01000101000000000010110010010100
00000000000000000000000000000000
01000000000001100010100000101000
01000001101100101111100110100100
11010000001111101010001001110000
|----------TCP Header----------|
|------------Payload-----------|
At this point, the router 64.178.249.129 will decriment the TTL value
by 1 and re-value the Header Checksum. (Again, I'm filling in random
values for the checksum.)
01000101000000000010110010010100
00000000000000000000000000000000
00111111000001100010101100010111
01000001101100101111100110100100
11010000001111101010001001110000
|----------TCP Header----------|
|------------Payload-----------|
The TTL has been decrimented from 01000000 to 00111111 (63). Now it's
time for a routing decision. Just like barnowl determined that
cardinal wasn't on its LAN (or any network that it knew anything
about), the router must make the same decision, consulting its routing
table to decide where to forward the packet next. Once it has decided,
it's time to re-wrap the packet at the Data-Link Layer, however,
everything has changed. The packet is now being sent out from a
different Source MAC Address and is being sent to a different
Destination MAC Address. (Since I cannot determine either of these
addresses, I am making up values for them.)

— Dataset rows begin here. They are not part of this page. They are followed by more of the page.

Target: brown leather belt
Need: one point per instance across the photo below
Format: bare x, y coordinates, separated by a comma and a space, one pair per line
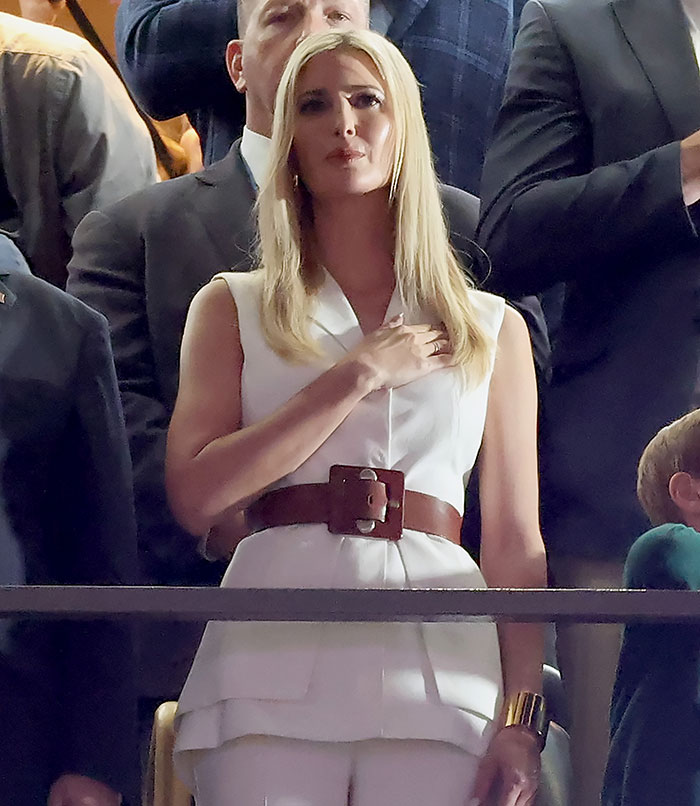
366, 501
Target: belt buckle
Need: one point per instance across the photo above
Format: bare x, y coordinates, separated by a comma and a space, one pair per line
366, 501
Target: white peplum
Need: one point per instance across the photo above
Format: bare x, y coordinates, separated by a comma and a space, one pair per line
346, 682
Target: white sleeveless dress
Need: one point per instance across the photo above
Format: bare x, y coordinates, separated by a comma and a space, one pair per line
346, 682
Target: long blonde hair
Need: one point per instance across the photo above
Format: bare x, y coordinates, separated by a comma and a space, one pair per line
427, 271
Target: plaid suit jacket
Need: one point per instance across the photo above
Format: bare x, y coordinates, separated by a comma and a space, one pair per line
171, 53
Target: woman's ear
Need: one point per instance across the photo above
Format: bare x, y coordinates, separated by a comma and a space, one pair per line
234, 64
684, 490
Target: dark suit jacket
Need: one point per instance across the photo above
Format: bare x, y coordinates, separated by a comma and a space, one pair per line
67, 695
140, 262
582, 185
654, 754
171, 54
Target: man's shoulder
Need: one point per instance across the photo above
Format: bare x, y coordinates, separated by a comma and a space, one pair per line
458, 202
570, 9
52, 306
164, 200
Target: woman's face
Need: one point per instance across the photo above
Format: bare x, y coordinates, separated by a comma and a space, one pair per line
344, 130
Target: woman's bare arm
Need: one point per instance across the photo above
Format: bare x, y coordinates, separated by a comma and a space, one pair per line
512, 552
212, 465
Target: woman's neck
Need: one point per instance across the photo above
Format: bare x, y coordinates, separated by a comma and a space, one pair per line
355, 242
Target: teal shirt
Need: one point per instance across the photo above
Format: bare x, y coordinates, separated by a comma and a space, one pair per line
654, 756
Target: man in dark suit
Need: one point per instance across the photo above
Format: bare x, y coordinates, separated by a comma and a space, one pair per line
591, 181
67, 693
141, 261
170, 53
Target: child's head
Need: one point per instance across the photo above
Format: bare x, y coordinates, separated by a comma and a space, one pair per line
668, 477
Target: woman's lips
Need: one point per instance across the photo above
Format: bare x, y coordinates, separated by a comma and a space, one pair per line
345, 155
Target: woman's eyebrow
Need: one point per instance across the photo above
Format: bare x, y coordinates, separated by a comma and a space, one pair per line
313, 92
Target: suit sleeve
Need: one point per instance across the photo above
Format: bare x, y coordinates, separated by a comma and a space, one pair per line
98, 690
546, 210
107, 273
171, 52
102, 149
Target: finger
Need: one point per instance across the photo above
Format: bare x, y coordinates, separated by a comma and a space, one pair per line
438, 347
485, 779
442, 361
395, 321
431, 334
510, 794
527, 794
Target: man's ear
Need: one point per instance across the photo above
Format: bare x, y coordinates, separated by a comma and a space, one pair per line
234, 63
684, 490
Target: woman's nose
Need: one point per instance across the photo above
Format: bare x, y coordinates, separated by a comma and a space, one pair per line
346, 122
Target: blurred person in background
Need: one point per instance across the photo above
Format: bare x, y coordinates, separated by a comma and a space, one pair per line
70, 140
655, 715
593, 180
170, 54
68, 723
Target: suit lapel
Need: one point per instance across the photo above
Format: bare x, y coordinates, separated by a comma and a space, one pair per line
7, 298
234, 202
405, 15
657, 32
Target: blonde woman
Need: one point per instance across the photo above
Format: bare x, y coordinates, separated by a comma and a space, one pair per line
339, 395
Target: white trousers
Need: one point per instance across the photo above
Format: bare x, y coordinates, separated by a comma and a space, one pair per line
273, 771
588, 656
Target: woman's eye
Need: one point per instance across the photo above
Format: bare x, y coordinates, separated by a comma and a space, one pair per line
338, 16
309, 106
367, 100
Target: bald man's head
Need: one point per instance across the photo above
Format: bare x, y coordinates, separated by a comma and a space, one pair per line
269, 30
245, 7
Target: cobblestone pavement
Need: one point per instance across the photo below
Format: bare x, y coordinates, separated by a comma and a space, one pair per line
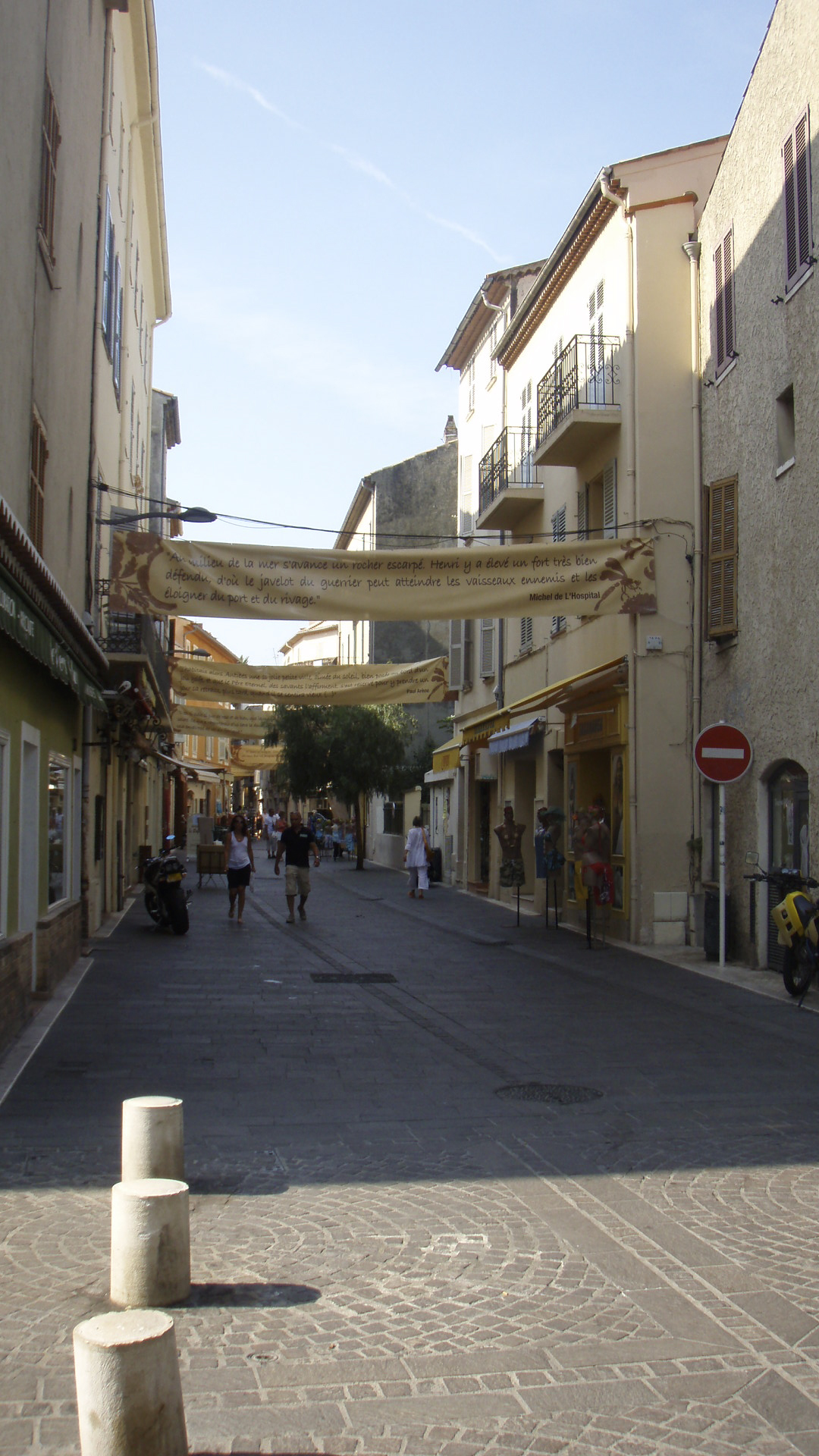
388, 1256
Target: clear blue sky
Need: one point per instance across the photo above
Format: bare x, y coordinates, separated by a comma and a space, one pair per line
338, 180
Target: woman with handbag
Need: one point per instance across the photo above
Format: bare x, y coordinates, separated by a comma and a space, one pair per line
416, 856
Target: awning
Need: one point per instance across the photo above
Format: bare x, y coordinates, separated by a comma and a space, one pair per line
592, 680
480, 728
513, 737
447, 758
28, 631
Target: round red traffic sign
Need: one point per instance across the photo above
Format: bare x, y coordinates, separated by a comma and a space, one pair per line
722, 753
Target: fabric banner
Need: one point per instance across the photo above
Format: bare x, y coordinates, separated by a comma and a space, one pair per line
368, 683
223, 723
261, 582
246, 759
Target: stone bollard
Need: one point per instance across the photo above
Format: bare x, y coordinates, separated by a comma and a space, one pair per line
129, 1388
152, 1138
150, 1242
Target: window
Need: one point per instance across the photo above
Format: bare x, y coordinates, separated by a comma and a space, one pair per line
57, 832
596, 507
117, 347
722, 558
786, 431
796, 162
461, 655
49, 171
723, 284
558, 535
37, 482
108, 291
487, 647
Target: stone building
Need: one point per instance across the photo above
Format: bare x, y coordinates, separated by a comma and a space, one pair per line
760, 362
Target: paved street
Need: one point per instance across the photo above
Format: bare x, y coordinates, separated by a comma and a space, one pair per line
392, 1248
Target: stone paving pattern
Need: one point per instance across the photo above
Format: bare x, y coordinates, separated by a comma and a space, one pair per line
388, 1256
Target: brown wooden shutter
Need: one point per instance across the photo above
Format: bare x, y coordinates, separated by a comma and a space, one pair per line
722, 558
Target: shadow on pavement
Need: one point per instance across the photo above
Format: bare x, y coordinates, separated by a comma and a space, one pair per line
249, 1296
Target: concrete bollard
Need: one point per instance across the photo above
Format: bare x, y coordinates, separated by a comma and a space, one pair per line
129, 1388
152, 1138
150, 1242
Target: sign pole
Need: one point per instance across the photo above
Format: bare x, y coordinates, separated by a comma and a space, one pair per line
722, 875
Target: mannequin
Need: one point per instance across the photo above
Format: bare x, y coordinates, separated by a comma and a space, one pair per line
510, 835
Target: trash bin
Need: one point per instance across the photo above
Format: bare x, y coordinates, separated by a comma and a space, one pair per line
711, 925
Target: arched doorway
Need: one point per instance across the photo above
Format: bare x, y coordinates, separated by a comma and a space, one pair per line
789, 840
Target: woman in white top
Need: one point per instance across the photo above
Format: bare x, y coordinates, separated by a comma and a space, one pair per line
240, 862
416, 859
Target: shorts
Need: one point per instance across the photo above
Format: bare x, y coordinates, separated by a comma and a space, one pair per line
297, 880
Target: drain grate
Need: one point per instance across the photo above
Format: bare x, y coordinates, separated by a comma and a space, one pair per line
354, 977
548, 1092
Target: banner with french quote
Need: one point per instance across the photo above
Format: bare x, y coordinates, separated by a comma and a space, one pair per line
153, 574
246, 759
300, 683
222, 723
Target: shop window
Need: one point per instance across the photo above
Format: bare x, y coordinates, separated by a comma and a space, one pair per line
57, 829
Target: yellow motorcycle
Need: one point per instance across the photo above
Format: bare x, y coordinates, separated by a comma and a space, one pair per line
796, 919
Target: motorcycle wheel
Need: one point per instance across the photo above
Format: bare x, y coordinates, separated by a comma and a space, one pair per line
153, 906
178, 912
799, 967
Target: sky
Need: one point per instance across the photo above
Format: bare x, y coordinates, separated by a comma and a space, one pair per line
338, 181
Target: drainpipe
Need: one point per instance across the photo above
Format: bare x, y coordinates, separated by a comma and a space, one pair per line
630, 452
691, 249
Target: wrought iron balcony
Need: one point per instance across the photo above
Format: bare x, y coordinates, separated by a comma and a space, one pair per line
509, 481
577, 400
131, 638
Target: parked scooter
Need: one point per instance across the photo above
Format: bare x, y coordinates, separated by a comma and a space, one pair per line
796, 919
165, 900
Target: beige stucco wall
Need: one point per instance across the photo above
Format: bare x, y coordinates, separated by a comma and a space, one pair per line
758, 679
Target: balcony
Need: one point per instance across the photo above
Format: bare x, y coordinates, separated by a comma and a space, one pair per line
509, 481
579, 400
131, 638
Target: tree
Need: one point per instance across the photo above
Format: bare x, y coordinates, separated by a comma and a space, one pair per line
353, 750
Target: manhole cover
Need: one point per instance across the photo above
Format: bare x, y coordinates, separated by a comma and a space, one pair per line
356, 979
548, 1092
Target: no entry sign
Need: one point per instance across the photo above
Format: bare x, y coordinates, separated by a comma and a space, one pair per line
722, 753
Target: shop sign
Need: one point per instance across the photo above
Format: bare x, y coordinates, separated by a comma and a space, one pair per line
27, 629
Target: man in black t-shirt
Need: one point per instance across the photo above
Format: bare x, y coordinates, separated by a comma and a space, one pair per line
297, 845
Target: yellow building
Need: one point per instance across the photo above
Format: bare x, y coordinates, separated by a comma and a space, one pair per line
577, 382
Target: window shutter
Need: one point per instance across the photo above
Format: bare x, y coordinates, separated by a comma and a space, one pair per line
610, 501
720, 306
722, 558
583, 514
457, 654
487, 647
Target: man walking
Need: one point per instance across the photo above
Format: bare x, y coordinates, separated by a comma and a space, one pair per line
297, 845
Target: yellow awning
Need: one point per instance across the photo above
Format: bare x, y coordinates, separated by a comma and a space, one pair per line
592, 680
480, 728
447, 756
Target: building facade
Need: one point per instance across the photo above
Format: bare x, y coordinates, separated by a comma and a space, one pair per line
760, 360
594, 717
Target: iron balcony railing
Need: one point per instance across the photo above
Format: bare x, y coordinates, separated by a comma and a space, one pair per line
509, 462
130, 634
585, 376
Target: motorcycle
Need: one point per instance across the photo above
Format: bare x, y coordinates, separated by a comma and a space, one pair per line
165, 900
796, 919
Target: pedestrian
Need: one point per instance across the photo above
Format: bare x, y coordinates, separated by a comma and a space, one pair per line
416, 856
238, 862
297, 845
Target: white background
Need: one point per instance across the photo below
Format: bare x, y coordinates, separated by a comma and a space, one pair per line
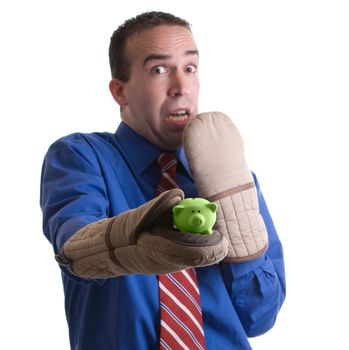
279, 69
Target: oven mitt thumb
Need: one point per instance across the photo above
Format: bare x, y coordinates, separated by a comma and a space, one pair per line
216, 158
140, 241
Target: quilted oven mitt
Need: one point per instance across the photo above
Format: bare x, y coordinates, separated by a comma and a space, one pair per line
141, 240
215, 153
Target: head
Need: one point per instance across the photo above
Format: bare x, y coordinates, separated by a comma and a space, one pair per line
154, 65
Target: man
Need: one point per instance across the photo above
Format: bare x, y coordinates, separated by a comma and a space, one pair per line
91, 181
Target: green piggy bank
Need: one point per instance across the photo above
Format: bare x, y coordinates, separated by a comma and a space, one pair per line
196, 215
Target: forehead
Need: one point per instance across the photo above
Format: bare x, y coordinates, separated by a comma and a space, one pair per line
164, 39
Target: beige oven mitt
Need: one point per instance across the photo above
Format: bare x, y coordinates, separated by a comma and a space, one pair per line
215, 153
141, 241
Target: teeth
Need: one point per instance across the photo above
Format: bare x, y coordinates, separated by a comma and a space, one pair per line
180, 115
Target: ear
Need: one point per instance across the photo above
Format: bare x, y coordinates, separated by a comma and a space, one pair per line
117, 89
177, 209
212, 206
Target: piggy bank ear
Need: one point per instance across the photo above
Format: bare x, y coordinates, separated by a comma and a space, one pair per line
212, 206
177, 209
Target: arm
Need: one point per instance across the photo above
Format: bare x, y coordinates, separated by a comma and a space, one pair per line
257, 287
75, 200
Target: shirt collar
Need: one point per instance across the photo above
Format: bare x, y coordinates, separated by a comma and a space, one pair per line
140, 152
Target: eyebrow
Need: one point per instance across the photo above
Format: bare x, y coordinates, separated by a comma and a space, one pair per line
166, 57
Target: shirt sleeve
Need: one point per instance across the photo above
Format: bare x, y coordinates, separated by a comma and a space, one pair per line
73, 191
257, 287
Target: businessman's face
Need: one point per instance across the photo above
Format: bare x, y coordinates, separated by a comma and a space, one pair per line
161, 95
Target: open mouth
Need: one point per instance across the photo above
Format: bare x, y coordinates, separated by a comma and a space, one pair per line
180, 115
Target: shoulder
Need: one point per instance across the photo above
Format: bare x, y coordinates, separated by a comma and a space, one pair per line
82, 142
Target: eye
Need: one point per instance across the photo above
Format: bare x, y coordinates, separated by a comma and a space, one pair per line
159, 70
191, 68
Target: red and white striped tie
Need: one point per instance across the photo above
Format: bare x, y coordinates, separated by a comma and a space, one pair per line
181, 325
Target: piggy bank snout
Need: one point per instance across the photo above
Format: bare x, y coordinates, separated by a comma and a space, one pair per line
197, 220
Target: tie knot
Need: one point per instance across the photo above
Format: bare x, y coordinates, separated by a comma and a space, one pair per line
167, 164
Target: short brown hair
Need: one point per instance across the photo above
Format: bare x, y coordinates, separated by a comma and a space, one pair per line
119, 66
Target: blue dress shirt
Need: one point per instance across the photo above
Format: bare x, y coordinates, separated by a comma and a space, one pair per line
88, 177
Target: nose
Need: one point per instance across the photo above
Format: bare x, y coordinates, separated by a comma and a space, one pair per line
179, 85
197, 220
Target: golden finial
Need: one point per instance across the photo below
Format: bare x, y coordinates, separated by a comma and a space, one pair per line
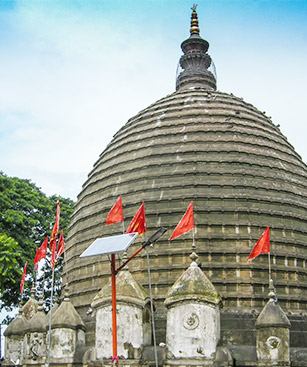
194, 21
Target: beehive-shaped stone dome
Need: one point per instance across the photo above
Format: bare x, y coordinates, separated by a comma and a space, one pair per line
241, 173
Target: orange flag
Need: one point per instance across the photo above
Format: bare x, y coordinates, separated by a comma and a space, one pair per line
262, 246
61, 245
23, 278
116, 213
186, 223
54, 234
40, 253
138, 223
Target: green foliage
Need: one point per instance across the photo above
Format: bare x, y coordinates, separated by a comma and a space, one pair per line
9, 260
27, 216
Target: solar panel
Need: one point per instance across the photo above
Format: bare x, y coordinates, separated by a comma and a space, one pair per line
110, 245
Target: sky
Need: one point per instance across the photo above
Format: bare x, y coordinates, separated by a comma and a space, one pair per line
73, 72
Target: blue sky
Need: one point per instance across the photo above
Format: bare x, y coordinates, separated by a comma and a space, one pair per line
73, 72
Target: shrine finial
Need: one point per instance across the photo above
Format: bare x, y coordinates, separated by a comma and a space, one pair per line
194, 22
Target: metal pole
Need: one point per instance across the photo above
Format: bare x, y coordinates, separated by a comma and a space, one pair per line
114, 327
270, 274
50, 316
152, 310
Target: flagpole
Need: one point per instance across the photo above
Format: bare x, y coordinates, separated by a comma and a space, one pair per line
151, 305
50, 316
270, 274
114, 324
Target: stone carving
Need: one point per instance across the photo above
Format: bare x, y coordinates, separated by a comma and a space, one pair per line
190, 321
273, 342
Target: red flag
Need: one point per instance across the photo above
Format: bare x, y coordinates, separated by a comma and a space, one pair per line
41, 253
61, 245
116, 213
54, 234
23, 278
186, 223
138, 223
262, 246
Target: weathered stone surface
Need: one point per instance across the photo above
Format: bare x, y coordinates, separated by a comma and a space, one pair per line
242, 174
193, 317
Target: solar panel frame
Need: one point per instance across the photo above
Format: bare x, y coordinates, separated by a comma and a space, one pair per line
110, 245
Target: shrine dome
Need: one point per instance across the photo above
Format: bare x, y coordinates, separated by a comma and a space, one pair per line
202, 145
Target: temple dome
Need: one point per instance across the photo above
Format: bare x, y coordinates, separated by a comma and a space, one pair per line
242, 174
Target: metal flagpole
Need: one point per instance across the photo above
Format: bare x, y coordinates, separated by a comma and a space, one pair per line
270, 274
114, 325
152, 310
50, 316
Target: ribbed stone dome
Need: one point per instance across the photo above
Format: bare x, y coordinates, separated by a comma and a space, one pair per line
242, 174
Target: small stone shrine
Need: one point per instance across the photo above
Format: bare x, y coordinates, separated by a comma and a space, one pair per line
243, 175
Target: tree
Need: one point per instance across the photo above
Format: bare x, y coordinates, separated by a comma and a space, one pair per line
9, 260
26, 217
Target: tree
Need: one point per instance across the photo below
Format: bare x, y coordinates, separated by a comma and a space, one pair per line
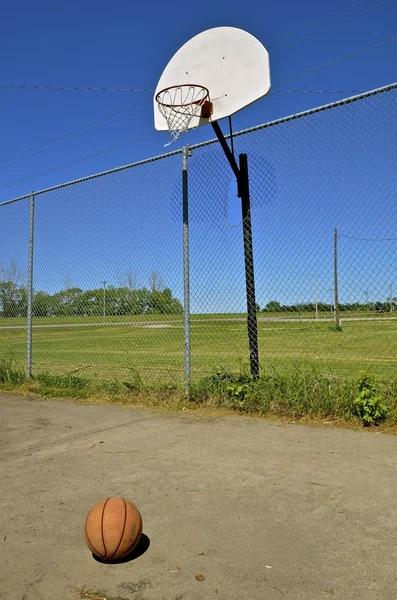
273, 306
163, 303
156, 282
13, 295
127, 280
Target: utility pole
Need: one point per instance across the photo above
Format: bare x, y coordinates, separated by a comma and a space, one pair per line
330, 291
316, 294
104, 301
336, 283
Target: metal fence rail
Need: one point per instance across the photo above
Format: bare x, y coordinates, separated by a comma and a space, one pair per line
141, 269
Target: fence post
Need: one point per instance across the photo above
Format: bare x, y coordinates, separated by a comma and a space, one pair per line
186, 152
336, 289
30, 289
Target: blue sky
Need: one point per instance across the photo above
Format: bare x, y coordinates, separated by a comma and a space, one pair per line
127, 46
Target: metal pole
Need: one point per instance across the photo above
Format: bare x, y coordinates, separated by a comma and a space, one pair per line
316, 294
104, 301
186, 152
244, 194
30, 289
336, 290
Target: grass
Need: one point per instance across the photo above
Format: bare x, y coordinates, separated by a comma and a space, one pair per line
309, 368
154, 346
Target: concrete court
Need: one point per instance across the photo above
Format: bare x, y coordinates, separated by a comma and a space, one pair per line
260, 509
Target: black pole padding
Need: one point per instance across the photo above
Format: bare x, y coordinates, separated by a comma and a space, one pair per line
243, 182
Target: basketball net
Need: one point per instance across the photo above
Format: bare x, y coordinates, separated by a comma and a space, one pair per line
179, 104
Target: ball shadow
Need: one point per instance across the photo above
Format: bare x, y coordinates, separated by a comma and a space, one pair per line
141, 548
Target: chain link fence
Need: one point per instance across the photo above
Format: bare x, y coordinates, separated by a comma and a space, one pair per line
110, 274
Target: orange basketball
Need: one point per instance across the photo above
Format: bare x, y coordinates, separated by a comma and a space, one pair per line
113, 528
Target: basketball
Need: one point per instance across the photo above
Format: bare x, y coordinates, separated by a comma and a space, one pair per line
113, 528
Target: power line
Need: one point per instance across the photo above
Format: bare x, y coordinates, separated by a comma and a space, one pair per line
59, 137
72, 89
317, 91
337, 23
78, 160
338, 60
70, 139
149, 90
367, 239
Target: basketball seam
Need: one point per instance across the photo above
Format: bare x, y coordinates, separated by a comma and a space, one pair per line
122, 534
103, 537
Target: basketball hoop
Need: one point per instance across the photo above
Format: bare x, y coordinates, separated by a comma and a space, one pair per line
179, 104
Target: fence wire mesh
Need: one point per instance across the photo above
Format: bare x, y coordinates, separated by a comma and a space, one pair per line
108, 265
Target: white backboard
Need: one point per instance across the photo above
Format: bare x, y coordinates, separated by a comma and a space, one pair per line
230, 62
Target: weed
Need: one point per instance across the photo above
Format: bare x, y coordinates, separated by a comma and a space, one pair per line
369, 404
10, 374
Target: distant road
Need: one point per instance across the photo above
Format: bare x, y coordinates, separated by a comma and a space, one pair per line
163, 324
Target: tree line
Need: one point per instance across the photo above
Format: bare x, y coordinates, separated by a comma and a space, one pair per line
112, 300
378, 306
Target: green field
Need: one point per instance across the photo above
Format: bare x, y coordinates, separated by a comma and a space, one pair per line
153, 345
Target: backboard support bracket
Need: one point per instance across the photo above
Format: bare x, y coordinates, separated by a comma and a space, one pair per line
242, 176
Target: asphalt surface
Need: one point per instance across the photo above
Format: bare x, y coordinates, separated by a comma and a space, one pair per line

New Dst MAC Addr: 00:02:43:d7:a6:20
New Src MAC Addr: 00:ca:10:08:46:8e
00000000000000100100001111010111
10100110001000000000000011001010
00010000000010000100011010001110
01000101000000000010110010010100
00000000000000000000000000000000
00111111000001100010101100010111
01000001101100101111100110100100
11010000001111101010001001110000
|-----------TCP Header---------|
|------------Payload-----------|
10110110001000100000010100000001
This continues until the packet reaches its final destination (or until
the TTL value drops to 0 and the packet is discarded).